I got in my time-machine and am posting on stellar magnetic recombination, today 26 July. Rice publishes this "tomorrow".
Of the exoplanetary systems we know, 1053 stars have a calculable Rossby ratio, of stellar rotation rate to convective turnover time
. Thence they calculate Alfvén radius: past which, stellar wind breaks free of the magnetic field. The paper proper uses per-planet "ASHC", Alfvén surface habitability criterion, hoping for greater than 1. TRAPPIST-1 e is here, at around 1.08; "superterran" LHS-1140 b is 1.036.
Thus 84 exoplanets in our sample have orbits which lie inside the CHZ and that also lie outside the star's Alfvén surface: 34 of these have been classified as terran (11) or superterran (23) planets
. For those interested here's raw data (text).
Most dwarf planets of stars as have been spotted are transits of M dwarfs. They trend inside Alfvén so they lose atmo. Proxima Centauri b was always deemed a blasted wasteland; it is inside the Alfvén sphere too.
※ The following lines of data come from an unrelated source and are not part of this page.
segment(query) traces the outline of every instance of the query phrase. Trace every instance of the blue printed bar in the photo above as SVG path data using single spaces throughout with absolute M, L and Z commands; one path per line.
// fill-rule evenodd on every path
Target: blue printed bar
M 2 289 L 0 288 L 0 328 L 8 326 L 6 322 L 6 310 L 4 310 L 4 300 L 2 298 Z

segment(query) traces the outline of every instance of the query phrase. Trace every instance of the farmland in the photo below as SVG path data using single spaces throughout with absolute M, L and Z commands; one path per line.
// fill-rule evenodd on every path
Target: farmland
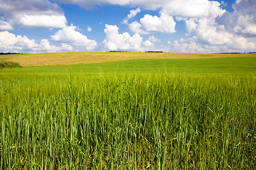
M 255 54 L 1 57 L 0 169 L 256 166 Z

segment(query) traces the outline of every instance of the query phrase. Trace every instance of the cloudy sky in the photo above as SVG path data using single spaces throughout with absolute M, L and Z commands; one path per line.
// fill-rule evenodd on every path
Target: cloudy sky
M 255 0 L 0 0 L 0 52 L 256 52 Z

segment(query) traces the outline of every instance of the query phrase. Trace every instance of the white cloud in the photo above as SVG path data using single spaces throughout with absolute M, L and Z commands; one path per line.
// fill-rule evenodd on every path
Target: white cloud
M 208 0 L 58 0 L 58 1 L 78 4 L 85 8 L 106 4 L 129 5 L 149 10 L 164 8 L 169 11 L 170 16 L 183 17 L 217 16 L 221 16 L 225 11 L 220 8 L 219 2 Z
M 11 26 L 63 28 L 67 23 L 61 8 L 48 0 L 0 0 L 0 4 L 1 13 Z
M 64 28 L 66 19 L 63 15 L 27 15 L 24 14 L 19 20 L 16 20 L 18 26 L 29 28 Z
M 137 9 L 131 10 L 130 13 L 127 15 L 127 16 L 123 20 L 123 23 L 125 24 L 128 24 L 128 21 L 131 18 L 135 17 L 138 13 L 141 12 L 141 9 L 139 8 L 137 8 Z
M 105 25 L 105 40 L 103 45 L 109 50 L 142 50 L 142 38 L 137 33 L 131 36 L 128 33 L 119 33 L 117 26 Z
M 87 27 L 87 31 L 88 32 L 92 32 L 92 28 Z
M 9 23 L 0 20 L 0 30 L 12 30 L 14 28 Z
M 256 47 L 254 42 L 227 31 L 224 26 L 218 25 L 213 18 L 190 18 L 186 24 L 189 38 L 175 45 L 176 49 L 182 51 L 185 51 L 185 47 L 191 51 L 191 47 L 198 45 L 201 47 L 198 47 L 195 52 L 250 52 Z
M 15 35 L 8 31 L 0 32 L 0 51 L 22 53 L 52 52 L 72 51 L 73 47 L 67 44 L 61 47 L 50 45 L 46 39 L 41 40 L 40 44 L 33 39 L 29 39 L 26 35 Z
M 71 25 L 59 30 L 51 40 L 57 42 L 68 42 L 73 45 L 85 46 L 87 50 L 93 50 L 97 47 L 97 42 L 89 40 L 86 35 L 76 30 L 77 27 Z
M 217 22 L 233 33 L 246 37 L 256 36 L 256 1 L 236 1 L 233 5 L 234 11 L 227 12 Z
M 174 18 L 165 11 L 160 11 L 160 17 L 146 14 L 140 19 L 140 23 L 134 21 L 129 24 L 130 30 L 137 33 L 147 34 L 149 33 L 174 33 L 176 22 Z
M 150 35 L 149 38 L 149 40 L 153 42 L 159 42 L 161 40 L 156 38 L 155 38 L 154 35 Z

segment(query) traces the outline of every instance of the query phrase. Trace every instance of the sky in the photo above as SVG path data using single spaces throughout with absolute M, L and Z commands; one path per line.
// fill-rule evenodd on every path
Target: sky
M 0 52 L 256 52 L 255 0 L 0 0 Z

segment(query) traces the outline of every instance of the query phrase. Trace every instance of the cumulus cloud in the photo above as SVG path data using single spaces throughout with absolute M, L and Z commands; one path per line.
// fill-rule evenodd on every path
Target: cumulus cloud
M 149 10 L 165 8 L 166 11 L 169 11 L 171 16 L 184 17 L 220 16 L 225 11 L 220 8 L 219 2 L 208 0 L 58 0 L 58 1 L 78 4 L 85 8 L 106 4 L 129 5 Z
M 128 33 L 120 34 L 117 26 L 105 25 L 105 40 L 103 45 L 109 50 L 140 51 L 142 38 L 137 33 L 131 36 Z
M 256 36 L 256 1 L 236 1 L 233 5 L 234 11 L 227 12 L 217 22 L 223 25 L 230 32 L 247 37 Z
M 136 33 L 174 33 L 176 22 L 174 18 L 165 11 L 160 11 L 160 16 L 146 14 L 140 19 L 140 23 L 134 21 L 129 24 L 130 30 Z
M 87 27 L 87 31 L 88 32 L 92 32 L 92 28 Z
M 14 30 L 14 28 L 10 23 L 9 23 L 8 22 L 4 20 L 0 19 L 0 30 Z
M 180 43 L 176 43 L 180 47 L 178 49 L 188 45 L 193 47 L 191 45 L 196 47 L 195 45 L 201 44 L 203 48 L 204 47 L 210 50 L 211 52 L 230 52 L 232 50 L 249 52 L 256 47 L 254 42 L 250 42 L 242 36 L 230 33 L 224 26 L 218 25 L 213 18 L 190 18 L 186 21 L 186 24 L 189 38 Z M 191 42 L 191 43 L 188 42 Z M 181 45 L 183 42 L 186 45 Z
M 72 51 L 73 47 L 63 43 L 61 47 L 50 45 L 46 39 L 36 43 L 33 39 L 29 39 L 26 35 L 16 35 L 8 31 L 0 32 L 0 51 L 11 52 L 55 52 Z
M 87 37 L 77 30 L 77 27 L 71 25 L 59 30 L 51 40 L 57 42 L 68 42 L 73 45 L 85 46 L 87 50 L 93 50 L 97 47 L 97 42 L 89 40 Z
M 125 24 L 128 24 L 128 21 L 131 18 L 135 17 L 138 13 L 141 12 L 141 9 L 139 8 L 137 8 L 137 9 L 131 10 L 130 13 L 127 15 L 127 16 L 124 19 L 123 23 Z
M 48 0 L 0 0 L 0 4 L 10 26 L 63 28 L 67 23 L 60 6 Z

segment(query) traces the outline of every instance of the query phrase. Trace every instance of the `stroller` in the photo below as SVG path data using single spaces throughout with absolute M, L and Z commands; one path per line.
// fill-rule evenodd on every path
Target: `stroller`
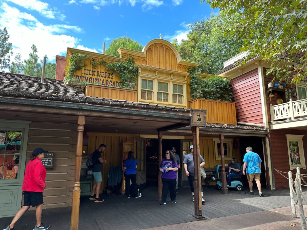
M 119 186 L 122 178 L 122 171 L 120 166 L 111 167 L 109 171 L 108 179 L 104 190 L 107 196 L 111 196 L 110 192 L 116 193 L 116 195 L 120 195 Z
M 220 168 L 221 166 L 217 165 L 215 167 L 215 171 L 214 172 L 213 174 L 215 174 L 215 176 L 217 178 L 216 182 L 216 188 L 219 190 L 220 190 L 222 188 L 222 182 L 221 181 L 220 177 Z M 237 177 L 232 177 L 231 178 L 231 181 L 229 182 L 229 184 L 227 188 L 235 188 L 237 191 L 243 191 L 243 182 L 242 180 L 242 175 L 243 174 L 243 165 L 242 164 L 240 168 L 239 176 Z

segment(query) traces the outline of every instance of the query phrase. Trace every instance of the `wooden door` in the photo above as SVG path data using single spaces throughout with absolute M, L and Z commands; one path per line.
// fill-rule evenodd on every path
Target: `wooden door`
M 193 145 L 193 140 L 181 140 L 181 177 L 182 178 L 182 187 L 189 187 L 190 183 L 189 180 L 188 179 L 188 177 L 185 174 L 185 170 L 184 166 L 183 165 L 183 162 L 185 160 L 185 156 L 184 154 L 184 151 L 186 151 L 186 155 L 190 153 L 190 146 Z M 177 152 L 179 155 L 180 153 Z
M 137 183 L 140 190 L 145 189 L 146 183 L 146 145 L 145 138 L 136 139 L 136 159 L 138 159 L 137 168 Z

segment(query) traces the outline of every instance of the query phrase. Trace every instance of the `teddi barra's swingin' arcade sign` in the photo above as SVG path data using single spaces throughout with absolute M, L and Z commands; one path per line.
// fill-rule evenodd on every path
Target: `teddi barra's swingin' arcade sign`
M 206 126 L 206 109 L 191 109 L 191 125 Z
Ross-128 b is another one ruled-out; UPDATE 7/27 as are both GJ 1002 planets especially the inner one. And this blog has never taken TRAPPIST-1 b,c,d seriously.
Just because some planet is free of ASHC=1 doesn't mean we can pack our bags. TRAPPIST-1 e is argued in a 2019 paper as not sufficing in magnetic-moment. Escaping all the nets are only two: K2-3 d and Kepler-186 f; I am unsure why we're not talking K-452 b and the other potential photosynthetics. As to ice worlds as can ignore sunlight, I don't know that such be possible beneath ASHC although LHS-1140 c comes close.
I must repeat: our sample is weighted heavily toward transits (so too close) and obviously-uninhabitable giants. Earthlikes at 0.8 AU from K stars, or 1 AU from G like us, might not be possible to spot from here.